Scraping the RStudio webinar list
I only just found this list of RStudio webinars, there’s loads of stuff on there, I really need to plow through a lot of it. What I really wanted was a list of them with links that I could archive and edit and rearrange so I could show which ones I am interested in, which I’ve already watched, and so on.
Well, if you’ve got a problem, and no-one else can help, then maybe you need… The R Team.
Oh yes, and you’ll also need selector gadget, which is described brilliantly in this selector gadget vignette.

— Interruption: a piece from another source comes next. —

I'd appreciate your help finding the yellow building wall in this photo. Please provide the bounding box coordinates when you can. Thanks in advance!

Once you’ve got all that, the code writes itself. The only wrinkle I ironed out was that some of the HTML paths were relative, not absolute, so I paste http://blah on the front of those ones, as you’ll see.
<pre class="brush: r; title: ; notranslate" title="">
library(rvest)
rstudio = read_html("https://www.rstudio.com/resources/webinars/")
linkText = rstudio %>%
html_nodes('.toggle-content a') %>%
html_text()
linkURL = rstudio %>%
html_nodes(".toggle-content a") %>%
html_attr("href")
linkURL[substr(linkURL, 1, 4) != "http"] =
paste0("https://www.rstudio.com",
linkURL[substr(linkURL, 1, 4) != "http"])
cat(paste0("<a href = ", linkURL, ">",
linkText, "</a><br>"), file = "webinar.html")
Done! Now all I did was open the resulting file and paste it into Evernote, which kept the links and text together, as you’d expect, and I can now cut and paste and markup to my heart’s desire.
I love it when a plan comes together.